Chiesa di Rieti

Lavanda dei piedi: la cifra identificativa del cristiano

Nella celebrazione della Messa "in Cœna Domini" in Cattedrale, il vescovo Domenico ha ricordato come il gesto compiuto da Gesù non è solo un esempio, ma un «segno da decifrare»

Con le limitazioni della pandemia, ma comunque con la dovuta solennità, la celebrazione che dà inizio al Triduo pasquale. Nelle parrocchie come nella chiesa madre, dove a presiedere la Messa “in Cœna Domini” è stato il vescovo Domenico, che al termine della liturgia ha portato la pisside con l’Eucaristia nella cappella del Santissimo Sacramento rivestita come altare della riposizione.

In quella che è un po’ la “Messa delle messe” si commemora l’istituzione stessa del sacramento eucaristico, ma il racconto che vi viene letto è quello di Paolo, nella seconda lettura, mentre il brano evangelico proclamato è quello di Giovanni: l’unico degli evangelisti che, nel riferire la sera precedente l’arresto e la condanna di Gesù, non menziona la cena pasquale «e al suo posto introduce la lavanda dei piedi», ha notato monsignor Pompili nell’omelia.

Questo gesto è al centro della celebrazione del Giovedì Santo, pure se le limitazioni di quest’anno hanno prescritto di saltare il rito in cui il celebrante ripete l’atto di Gesù del lavare i piedi. Ma l’omelia di monsignore ha insistito su questo che resta la cifra identificativa del cristiano: “Quello che ho fatto io dovete fare voi”…

Lavare i piedi: un gesto, ha sottolineato don Domenico, «che è segno dell’ospitalità sacra in Oriente, ma viene collocato non all’ingresso della casa, ma durante la cena; è compiuto dal Maestro in persona e non dallo schiavo di turno e comunque da un non ebreo, preferibilmente da una donna».

Pienamente comprensibile, dunque, la reazione di Pietro che quasi protesta del vedere il suo Signore lavargli i piedi. Nel gesto compiuto da Gesù, ha voluto ribadire Pompili, è evidente l’allusione alla kénosis, a quell’abbassamento del Dio che scende alla condizione di uomo.

«Ma nella reazione di Pietro c’è qualcosa di più profondo da cogliere. Il discepolo vorrebbe lavare lui i piedi al Maestro. Invece il nocciolo della questione è lasciarsi lavare: credere, cioè che sia Dio a fare ciò che è necessario e sufficiente nella vita». E proprio i piedi? Non è un dettaglio irrilevante, secondo il vescovo: i piedi infatti «dicono chi siamo, i piedi non mentono. Dio interviene proprio là dove c’è più bisogno, nelle parti più scabrose e più nascoste della nostra esistenza».
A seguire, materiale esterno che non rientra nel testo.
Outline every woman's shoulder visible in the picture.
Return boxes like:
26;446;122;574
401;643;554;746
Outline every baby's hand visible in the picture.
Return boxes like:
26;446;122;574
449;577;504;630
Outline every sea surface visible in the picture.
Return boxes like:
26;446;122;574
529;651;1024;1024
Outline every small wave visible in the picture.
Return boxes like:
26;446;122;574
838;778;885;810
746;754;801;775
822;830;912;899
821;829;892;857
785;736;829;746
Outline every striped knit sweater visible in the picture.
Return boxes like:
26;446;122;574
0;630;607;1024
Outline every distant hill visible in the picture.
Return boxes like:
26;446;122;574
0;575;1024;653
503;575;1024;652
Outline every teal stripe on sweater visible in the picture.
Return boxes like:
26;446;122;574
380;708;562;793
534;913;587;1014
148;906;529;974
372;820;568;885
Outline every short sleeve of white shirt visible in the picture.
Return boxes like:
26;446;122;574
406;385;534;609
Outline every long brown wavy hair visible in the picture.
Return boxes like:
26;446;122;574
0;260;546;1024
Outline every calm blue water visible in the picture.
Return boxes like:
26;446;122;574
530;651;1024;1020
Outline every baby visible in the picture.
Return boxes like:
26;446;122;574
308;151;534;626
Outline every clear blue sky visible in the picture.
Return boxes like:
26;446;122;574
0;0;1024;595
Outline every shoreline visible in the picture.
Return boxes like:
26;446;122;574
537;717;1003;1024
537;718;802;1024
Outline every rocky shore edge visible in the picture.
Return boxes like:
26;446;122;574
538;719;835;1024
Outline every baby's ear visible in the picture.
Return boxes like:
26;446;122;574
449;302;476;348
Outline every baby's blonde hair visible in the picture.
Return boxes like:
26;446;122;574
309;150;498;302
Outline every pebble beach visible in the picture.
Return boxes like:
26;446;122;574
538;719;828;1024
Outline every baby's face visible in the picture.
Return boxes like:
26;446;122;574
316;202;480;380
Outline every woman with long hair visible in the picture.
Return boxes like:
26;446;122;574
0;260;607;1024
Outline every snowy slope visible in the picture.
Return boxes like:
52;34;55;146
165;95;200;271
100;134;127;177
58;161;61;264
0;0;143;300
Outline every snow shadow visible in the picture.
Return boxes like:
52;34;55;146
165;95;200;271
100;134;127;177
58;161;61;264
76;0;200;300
Questo lasciato da Gesù non si limita a essere un esempio: ancor più, ha detto monsignore, è «un sacramentum, vale a dire «un segno da decifrare»: vedere Gesù «denudato come uno schiavo, inginocchiato ai piedi dei suoi» fa capire «che l’amore cristiano non è fatto di grandi sentimenti, non si nutre di eros o di passione, ma è un lavoro su di sé prima di essere un lavoro verso l’altro. Io lavo i piedi a te se non mi faccio prendere dalla paura e dall’arroganza e ti accolgo per quello che sei».

Un qualcosa che rivela anche la profonda attualità: in questo momento particolare di pandemia, ha aggiunto il vescovo, «ci sono uomini e donne che stanno lavando i piedi, o le parti intime del corpo, a malati e a malate che non riescono più a farlo da sé; ci sono genitori che lavano i figli handicappati, ci sono figli che lavano gli anziani genitori. È una reciprocità che commuove e deve farci comprendere che la legge della vita è questa cura reciproca che va in entrambe le direzioni».

Lavare i piedi: l’atteggiamento del cristiano verso gli altri, ma anche un più maturo porsi verso il Signore, ha concluso don Domenico: la lavanda «“purifica” il nostro sguardo su Dio e ci fa comprendere il primato della grazia rispetto alla nostra autosufficienza.

E allo stesso tempo ci fa crescere in quel senso di reciproca appartenenza in cui prendersi cura gli uni degli altri. In una parola ci libera da quel mito dell’autosufficienza che porta a chiuderci agli altri e a Dio».